Here's the sample output:

```
Num shards=8
Delta=1s
Txs produced per second=1000
Individual shard buffer size=100
Avg shard tx processing latency=12ms
Shard capacity used=[0.08 0.00 0.10 0.02 0.05 0.21 0.18 0.00]
Dispatch tx to shard failure rate=[0.30 0.27 0.31 0.25 0.32 0.31 0.34 0.30]
Total txs processed per shard=[204 191 203 196 209 221 212 206]
Pending (future) transactions per shard=[0 15 8 18 0 0 0 2]
Percentage of txs cross-shard=[0.13 0.20 0.10 0.09 0.13 0.12 0.12 0.13]
```

## Parameters

The available parameters and default values used are kept in a `config.yml` file, which can be live-edited
when running the simulation to restart it as needed

```yaml
num-shards: 8 # Shards in the simulation

# Latencies
delta: 1s # Parameter used to govern latency of cross-shard transactions
tx-production-delay: 1ms # How often to produce one tx (1000 txs per second)
avg-shard-tx-processing-latency: 12ms # Time it takes each shard to process 1 tx (roughly 84 txs/sec)

# Capacities
shard-queue-buffer-size: 100 # Number of txs shard can hold in its queue at a time before it gets full

# Simulation tweaks
probability-of-cross-shard: 0.1 # Probability a generated tx will be "cross-shard"
simulation-duration: 5m # Runs for 5 minutes before exiting
metrics-reporting-interval: 100ms # Prints metrics to stdout every 100ms
```

## Questions

- How can we better understand delta?
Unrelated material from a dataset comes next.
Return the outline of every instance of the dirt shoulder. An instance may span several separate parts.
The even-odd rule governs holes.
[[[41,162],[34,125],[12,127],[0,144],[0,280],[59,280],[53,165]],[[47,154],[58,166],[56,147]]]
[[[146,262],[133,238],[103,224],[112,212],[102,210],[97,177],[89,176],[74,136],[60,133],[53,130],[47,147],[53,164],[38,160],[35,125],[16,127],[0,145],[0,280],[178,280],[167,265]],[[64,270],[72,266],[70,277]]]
What exactly do we want to measure from changing these parameters?
- Is the system set up correctly? Is this simulation working the way we intend it to?
- Can we apply queuing theory to this simulation?
- How can we extend this simulation to be more realistic?
- What is a good way of gathering / plotting the data from this simulation?

## Ideas

- We should incorporate some notion of pricing as a way of determining shard capacity, and introduce something akin to the L2 pricing model!